L’interesse internazionale per il Royal Baby britannico rimane molto forte e il turismo ne giova molto, soprattutto se si fa riferimento alle cosiddette 'attrazioni reali'. Il poster utilizzato per promuovere il turismo in Gran Bretagna include un testo di congratulazioni al Duca e alla Duchessa di Cambridge: 'Many congratulations to the Duke and Duchess of Cambridge on the birth of their baby boy'



L’immagine della nazione è quella della destinazione ideale per le famiglie, con tante cose da fare e tanti posti da visitare, qualsiasi sia l’età dei turisti.

Tra i luoghi privilegiati come attrazioni turistiche 'reali': Amner Hall, non molto distante dalla tenuta di Sandringham in Norfolk, dove traslocheranno presto William e Kate, Eton, dove i due andavano a scuola, e l’università di St.
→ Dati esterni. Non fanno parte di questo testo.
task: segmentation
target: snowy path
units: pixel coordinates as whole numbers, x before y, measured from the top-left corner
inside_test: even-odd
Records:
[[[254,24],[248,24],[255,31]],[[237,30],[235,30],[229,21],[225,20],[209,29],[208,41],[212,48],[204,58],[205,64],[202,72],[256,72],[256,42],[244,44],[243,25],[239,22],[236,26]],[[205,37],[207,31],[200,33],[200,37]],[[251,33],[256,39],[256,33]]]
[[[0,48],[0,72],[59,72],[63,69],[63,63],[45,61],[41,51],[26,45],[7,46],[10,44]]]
Andrews, dove si sono incontrati per la prima volta e dove è iniziata la loro storia d’amore.



A queste destinazioni turistiche si affiancheranno le classiche: la Torre di Londra, il National Maritime Museum, l’Osservatorio Reale di Greenwich e la Cattedrale di St Paul, dove si sposarono il Principe Carlo e Diana.